China tops list of bilateral financiers of Sri Lanka in 2018
Official data in Sri Lanka has reportedly recorded that China had committed the most bilateral financing to Sri Lanka in 2018, with a billion US dollar syndicated loan for discretionary deficit financing, while other lenders are leading in project loans.
In addition to the US$ 1 billion syndicated loan, which was disbursed during 2018, Sri Lanka has signed project financing worth US$ 1.13 billion in the first 11 months of 2018, the local media has reported quoting official data.

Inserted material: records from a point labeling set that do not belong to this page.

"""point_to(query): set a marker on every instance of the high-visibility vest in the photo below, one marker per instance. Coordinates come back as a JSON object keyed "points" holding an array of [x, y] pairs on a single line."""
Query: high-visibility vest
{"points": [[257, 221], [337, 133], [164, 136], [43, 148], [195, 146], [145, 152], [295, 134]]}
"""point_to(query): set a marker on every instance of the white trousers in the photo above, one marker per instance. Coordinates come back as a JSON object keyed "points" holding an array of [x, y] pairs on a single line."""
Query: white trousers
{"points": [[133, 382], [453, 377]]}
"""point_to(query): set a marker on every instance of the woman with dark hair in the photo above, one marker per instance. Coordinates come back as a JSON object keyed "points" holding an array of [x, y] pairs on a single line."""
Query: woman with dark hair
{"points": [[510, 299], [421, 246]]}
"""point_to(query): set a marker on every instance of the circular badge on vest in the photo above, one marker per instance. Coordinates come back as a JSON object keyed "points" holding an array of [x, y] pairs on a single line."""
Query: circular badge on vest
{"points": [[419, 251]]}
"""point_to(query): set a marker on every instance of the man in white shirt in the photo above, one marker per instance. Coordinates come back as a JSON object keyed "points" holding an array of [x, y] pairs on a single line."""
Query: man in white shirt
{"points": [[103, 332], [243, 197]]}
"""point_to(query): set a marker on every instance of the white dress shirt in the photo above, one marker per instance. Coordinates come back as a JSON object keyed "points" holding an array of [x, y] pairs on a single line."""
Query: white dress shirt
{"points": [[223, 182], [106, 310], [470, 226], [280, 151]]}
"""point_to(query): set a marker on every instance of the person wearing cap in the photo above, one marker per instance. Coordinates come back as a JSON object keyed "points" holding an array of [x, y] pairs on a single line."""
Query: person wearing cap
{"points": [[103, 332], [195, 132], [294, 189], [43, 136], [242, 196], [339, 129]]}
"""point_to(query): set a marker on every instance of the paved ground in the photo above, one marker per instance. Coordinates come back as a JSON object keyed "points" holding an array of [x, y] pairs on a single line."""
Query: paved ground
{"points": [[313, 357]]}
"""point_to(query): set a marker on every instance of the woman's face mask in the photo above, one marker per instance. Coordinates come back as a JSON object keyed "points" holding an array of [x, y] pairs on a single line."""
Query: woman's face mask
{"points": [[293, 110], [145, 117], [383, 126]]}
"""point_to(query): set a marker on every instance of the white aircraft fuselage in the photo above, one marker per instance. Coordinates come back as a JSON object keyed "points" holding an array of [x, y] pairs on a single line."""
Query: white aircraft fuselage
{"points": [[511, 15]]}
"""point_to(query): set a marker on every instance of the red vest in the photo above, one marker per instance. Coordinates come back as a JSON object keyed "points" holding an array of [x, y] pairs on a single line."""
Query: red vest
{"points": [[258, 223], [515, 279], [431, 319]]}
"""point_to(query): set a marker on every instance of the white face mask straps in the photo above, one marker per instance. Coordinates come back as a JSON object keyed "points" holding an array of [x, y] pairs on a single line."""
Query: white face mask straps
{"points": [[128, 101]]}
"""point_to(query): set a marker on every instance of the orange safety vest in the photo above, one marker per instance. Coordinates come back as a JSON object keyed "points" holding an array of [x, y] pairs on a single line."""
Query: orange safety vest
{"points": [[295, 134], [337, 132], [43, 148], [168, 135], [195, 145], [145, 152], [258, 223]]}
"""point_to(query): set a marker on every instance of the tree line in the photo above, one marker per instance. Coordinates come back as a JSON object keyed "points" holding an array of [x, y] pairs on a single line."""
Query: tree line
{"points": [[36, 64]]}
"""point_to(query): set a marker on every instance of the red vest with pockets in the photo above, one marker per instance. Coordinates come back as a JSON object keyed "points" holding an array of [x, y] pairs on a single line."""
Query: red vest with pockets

In 2018, the Central Bank of Sri Lanka had triggered monetary instability by cutting rates with printed money just as the economy recovered, generating foreign exchange shortages and capital flight, driving the country into the brink of default.
The US$ 1 billion loan, which has to be repaid in eight years with an interest below commercial rates, was used for untied budget financing, including loan repayments.
The Asian Development Bank (ADB) had committed to give the largest loans worth US$ 438 million, followed by the World Bank with US$ 104 million.
China will give US$ 85 million for road development.
Data showed that US$ 72.5 million were in the form of grants.
OSL take:
Official records of financers of Sri Lanka in 2018 indicates the level of funding that has reached the island nation for the strengthening of its economy as well as to its development programme. The record of China being the leading bilateral financier of Sri Lanka notes the importance laid by China on uplifting and developing Sri Lanka. Hence, foreign businesses interested in doing business with China could explore the possibility of setting up business in Sri Lanka to venture in to the Chinese economy. Given the strong ties between Sri Lanka and China, Chinese businesses/investors could confidently explore business/investment opportunities in the island nation. Also, the funds committed by multilateral agencies to Sri Lanka indicate fund availability for projects in the country.